Caso Liliana Resinovich, la scoperta choc dopo la morte: è stata con… (2 / 2)

Come rende noto Fanpage.it, il professore Vittorio Fineschi dell’Università di Roma “La Sapienza” che, insieme al dottore Stefano D’Errico dell’Università degli Studi di Trieste, è stato incaricato dalla famiglia di Liliana Resinovich di effettuare una consulenza tecnica volta riesaminare i risultati dell’indagine sulla morte della 63enne che hanno spinto la Procura di Trieste a chiedere l’archiviazione del caso, ha dichiarato: “Il cadavere di Liliana è stata occultato, sicuramente in un ambiente protetto e chiuso, e non all’aperto. L’ipotesi del congelamento è stato esclusa dalla Procura ma non si sa perché: dire che non ci sono prove che sia stato un omicidio non basta a dire che sia un suicidio”. 

In parole più semplici, il consulente della famiglia della 63enne triestina ritiene che l’assenza del ritrovamento di prove a conferma dell’omicidio, non vuol dire che Liliana si sia suicidata. Fineschi, peraltro, ha fatto notare come l’ipotesi del congelamento del corpo della Resinovich dopo la morte sia stata esclusiva senza un riscontro scientifico.

Riprendo le testuali parole del consulente, riportate da Fanpage.it: “Non si può scartare l’ipotesi che il corpo sia stato congelato e in questo senso non sono state fatte le indagini giuste, come analisi o esami specifici atti a individuare segni di congelamento I risultati emersi da un’analisi che abbiamo fatto fare a un’esperta di radiologia forense non fanno che accrescere i dubbi sul fatto che forse il cadavere abbia avuto un periodo di soggiorno in ambiente controllato”.

Fineschi sostiene che non si possa escludere che il cadavere della povera Lilly sia stato mantenuto per lungo tempo a temperature controllate e molto basse, senza sbalzi termici, come una cella frigorifera o un’ambiente naturale come una grotta o una foiba.  Tra gli elementi trascurati, a detta del consulente, l’ora esatta della morte. Il decesso di Liliana viene stabilito sulla base dell’esame Tac effettuato tre giorni dopo il ritrovamento del cadavere, per cui “il dato delle 48/64 ore come data della morte rispetto al ritrovamento del cadavere non è quindi affatto solido”.
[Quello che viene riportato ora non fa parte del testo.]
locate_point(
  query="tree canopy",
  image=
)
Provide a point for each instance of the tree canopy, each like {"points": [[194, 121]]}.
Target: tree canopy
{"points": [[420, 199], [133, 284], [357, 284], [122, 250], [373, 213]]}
Peraltro, a detta dell’esperto, il 5 gennaio, data del ritrovamento del cadavere, la temperatura non è stata rilevata come andava fatto. L’esame autoptico è stato effettuato l’11 gennaio, dunque sei giorni dopo il ritrovamento del cadavere della 63enne triestina. “ Il corpo di Lilly è stato conservato a una temperatura controllata, ma superiore ai 12 gradi, che consente lo sviluppo di fenomeni putrefattivi, questo ci porta a dire che l’epoca della morte è tutta da interpretare”, ha chiosato Fineschi, come riportato da Fanpage.it. Basterà tutto questo ad evitare l’archiviazione chiesta dalla Procura e a rivedere tutto il caso? La morte di Liliana continua ad essere un giallo.